3. Calculate the number of moles of Cu produced:
\[
\text{Number of moles of Cu} = \text{Number of moles of H₂}
\]
\[
\text{Number of moles of Cu} = 11.16 \, \text{mol}
\]
4. Calculate the mass of Cu produced:
\[
\text{Mass of Cu} = \text{Number of moles of Cu} \times \text{Molar mass of Cu}
\]
\[
\text{Mass of Cu} = 11.16 \, \text{mol} \times 63.55 \, \text{g/mol}
\]
\[
\text{Mass of Cu} \approx 709 \, \text{g}
\]
- Answer: \( \boxed{709 \, \text{g}} \)
6. How many grams of solid lithium must be added to liquid water in order to obtain 15.0 L of hydrogen gas at STP? (Answer: 9.29 g)
- Given:
- Volume of H₂ produced = 15.0 L
- Balanced equation: 2 Li + 2H₂O → 2 LiOH + H₂
- Molar mass of Li = 6.94 g/mol
- STP conditions: 1 mole of any gas occupies 22.4 L.
- Steps:
1. Calculate the number of moles of H₂ produced:
\[
\text{Number of moles of H₂} = \frac{\text{Volume of H₂ at STP}}{\text{Molar volume at STP}}
\]
\[
\text{Number of moles of H₂} = \frac{15.0 \, \text{L}}{22.4 \, \text{L/mol}}
\]
\[
\text{Number of moles of H₂} \approx 0.6696 \, \text{mol}
\]
2. From the balanced equation, the stoichiometric ratio is:
\[
2 \, \text{moles of Li} : 1 \, \text{mole of H₂}
\]
This means that for every 1 mole of H₂ produced, 2 moles of Li are required.

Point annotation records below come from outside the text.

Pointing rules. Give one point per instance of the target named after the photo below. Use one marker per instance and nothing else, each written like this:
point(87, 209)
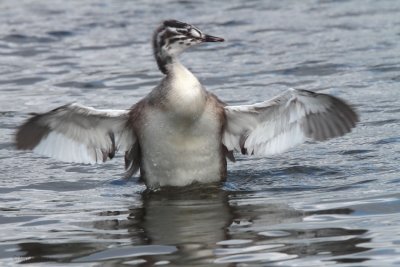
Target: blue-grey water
point(335, 203)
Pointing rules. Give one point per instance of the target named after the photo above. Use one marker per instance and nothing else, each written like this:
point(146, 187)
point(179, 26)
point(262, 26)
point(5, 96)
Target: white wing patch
point(276, 125)
point(75, 133)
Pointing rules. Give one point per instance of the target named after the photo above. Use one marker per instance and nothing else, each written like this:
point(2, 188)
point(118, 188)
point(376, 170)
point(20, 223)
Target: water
point(321, 204)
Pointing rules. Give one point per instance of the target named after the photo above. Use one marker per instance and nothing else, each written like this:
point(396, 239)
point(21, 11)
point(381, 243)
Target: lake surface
point(335, 203)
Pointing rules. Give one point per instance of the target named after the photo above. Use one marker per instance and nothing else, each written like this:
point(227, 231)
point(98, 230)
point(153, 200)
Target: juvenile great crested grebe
point(180, 133)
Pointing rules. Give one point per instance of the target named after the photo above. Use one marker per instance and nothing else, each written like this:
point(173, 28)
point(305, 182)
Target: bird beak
point(210, 38)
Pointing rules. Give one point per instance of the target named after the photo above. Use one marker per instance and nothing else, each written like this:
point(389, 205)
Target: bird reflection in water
point(201, 227)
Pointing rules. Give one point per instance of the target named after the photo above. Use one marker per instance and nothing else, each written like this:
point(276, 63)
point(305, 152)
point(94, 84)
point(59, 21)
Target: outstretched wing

3. Calculate the number of moles of Li required:
\[
\text{Number of moles of Li} = 2 \times \text{Number of moles of H₂}
\]
\[
\text{Number of moles of Li} = 2 \times 0.6696 \approx 1.3392 \, \text{mol}
\]
4. Calculate the mass of Li required:
\[
\text{Mass of Li} = \text{Number of moles of Li} \times \text{Molar mass of Li}
\]
\[
\text{Mass of Li} = 1.3392 \, \text{mol} \times 6.94 \, \text{g/mol}
\]
\[
\text{Mass of Li} \approx 9.29 \, \text{g}
\]
- Answer: \( \boxed{9.29 \, \text{g}} \)
Final Answers:
1. \( \boxed{0.0246 \, \text{mol}} \)
2. \( \boxed{1.07 \, \text{g}} \)
3. \( \boxed{24.3 \, \text{L}} \)
4. \( \boxed{25.0 \, \text{L}} \)
5. \( \boxed{709 \, \text{g}} \)
6. \( \boxed{9.29 \, \text{g}} \)
Parent Tip: Review the logic above to help your child master the concept of molar volume worksheet.